When Republicans in Colorado assembled last month to put their support behind a presidential candidate, the message was clear. We want Cruz. Senator Kevin Grantham (R- Canyon City) was disappointed that Trump is on his way to win GOP nomination.
“You can’t not be, when you’re backing one horse and the other one wins.”
It seems a tough road ahead for Trump to heal wounds like these in Colorado where Cruz swept the convention delegates. Grantham is no supporter of the Democratic candidates, but just doesn’t trust Trump.
“He supports many of the things that we oppose, and he’s changed his opinion on many of these things over the course of his candidacy. There’s still a deep divide that’s going to have to be dealt with in our party. I look forward to him proving his conservative credentials that he claims to have.”
Grantham isn’t alone. Several Republicans expressed qualms with Trump.
“He’s the lesser of the evils but my fear about him is just that he has no patience to deal with the Congress, and that he would be executive order on steroids,” said Representative Kathleen Conti (R-Littleton).
But what alternatives do Republicans have at this point?
“I’m hearing growing support for Gary Johnson,” said Conti as she laughed boisterously.
Johnson was the Libertarian Party nominee for President in the 2012 election.

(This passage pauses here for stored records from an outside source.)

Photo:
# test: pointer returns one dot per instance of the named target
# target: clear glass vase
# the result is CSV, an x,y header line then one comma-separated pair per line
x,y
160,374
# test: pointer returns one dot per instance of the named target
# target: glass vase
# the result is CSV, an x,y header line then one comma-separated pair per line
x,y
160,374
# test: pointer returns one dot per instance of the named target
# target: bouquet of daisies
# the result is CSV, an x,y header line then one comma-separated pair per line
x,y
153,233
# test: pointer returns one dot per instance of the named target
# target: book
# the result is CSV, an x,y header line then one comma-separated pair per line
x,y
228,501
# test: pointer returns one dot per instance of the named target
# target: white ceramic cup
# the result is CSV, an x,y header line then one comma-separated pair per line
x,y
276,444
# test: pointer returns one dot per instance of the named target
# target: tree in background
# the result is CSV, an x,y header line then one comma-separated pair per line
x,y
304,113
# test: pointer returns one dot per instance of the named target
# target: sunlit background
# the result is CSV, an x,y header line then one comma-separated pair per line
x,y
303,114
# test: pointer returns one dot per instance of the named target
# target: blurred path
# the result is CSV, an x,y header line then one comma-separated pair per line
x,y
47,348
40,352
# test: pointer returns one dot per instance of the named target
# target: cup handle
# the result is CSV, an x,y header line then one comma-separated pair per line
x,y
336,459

“I’m frankly disappointed as an American in both parties and their candidates,” said Representative Yeulin Willett (R-Grand Junction). He said at this point that he’s not even sure he will vote for a presidential candidate from either party in November.
“I put a lot of credence in track record, credibility, and trust, and I don’t have it with either one of them.”

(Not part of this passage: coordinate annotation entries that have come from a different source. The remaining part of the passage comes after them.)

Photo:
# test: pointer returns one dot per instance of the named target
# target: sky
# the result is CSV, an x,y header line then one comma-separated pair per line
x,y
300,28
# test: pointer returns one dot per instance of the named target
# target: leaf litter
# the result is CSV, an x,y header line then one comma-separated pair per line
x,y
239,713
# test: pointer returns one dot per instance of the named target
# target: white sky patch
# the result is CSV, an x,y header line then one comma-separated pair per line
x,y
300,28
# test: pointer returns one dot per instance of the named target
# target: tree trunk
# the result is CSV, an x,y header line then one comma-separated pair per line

Of course he’s assuming that Hillary Clinton will best Bernie Sanders for the Democratic nomination. Still, Trump has his fans in Colorado.

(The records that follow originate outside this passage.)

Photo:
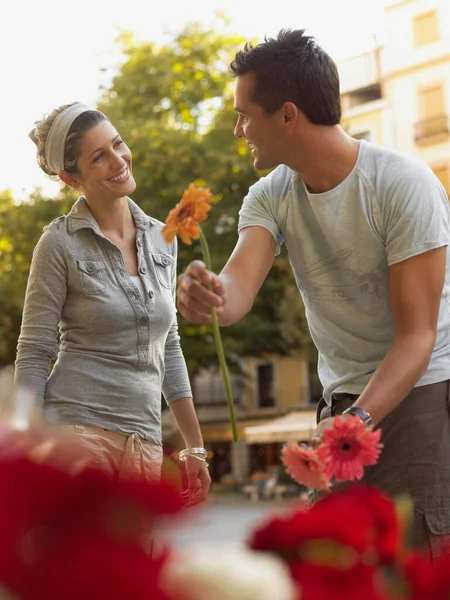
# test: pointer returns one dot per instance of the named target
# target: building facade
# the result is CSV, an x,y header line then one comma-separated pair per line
x,y
398,95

“The rich get richer, the poor get poorer, and the blue collar people, the people out there working 8 to 5, they’re not happy with what’s happening in DC right now,” said Representative Don Coram (R- Montrose).
Coram feels Trump can bring that change, another draw for him — the U.S. Supreme Court vacancy.
“I’m more comfortable with Donald Trump than I am Hillary Clinton in choosing what I consider a more middle of the road Supreme Court, that actually rules on legal issues rather than on political views.”
Even Democratic Governor John Hickenlooper gives Trump some points. Hickenlooper said Trump has tapped into deep frustrations among some working class Americans.
“There’s just a lot of people feel the system is rigged. A great many people in the middle, they feel there’s nothing in it for them,” said Hickenlooper. “I think his success is a reflection of that frustration. I don’t think he’s the right choice.”
But other Democrats, like Senator Jessie Ulibarri of Westminster, offer sharpened criticism of Trump. He notes that a reality TV star is closing in on the office of the President of the United States. But hopes voters will deny Trump.
“We want a great place for our kids to grow up in, that isn’t a place that’s inspired by fear and hatred and division,” said Ulibarri. “We’re responsible for our current political reality, and we all have an ability to change the course of human events by our participation, by showing up.”
What’s happening with Republicans might next happen with Democrats. Many Colorado Democrats backed Sanders at their state convention… but Clinton is poised to win the nomination. As one prominent Democrat, Speaker of the House Dickey Lee Hullinghorst, said… “All elections are unpredictable until the votes are counted, and that will be the case for this one.”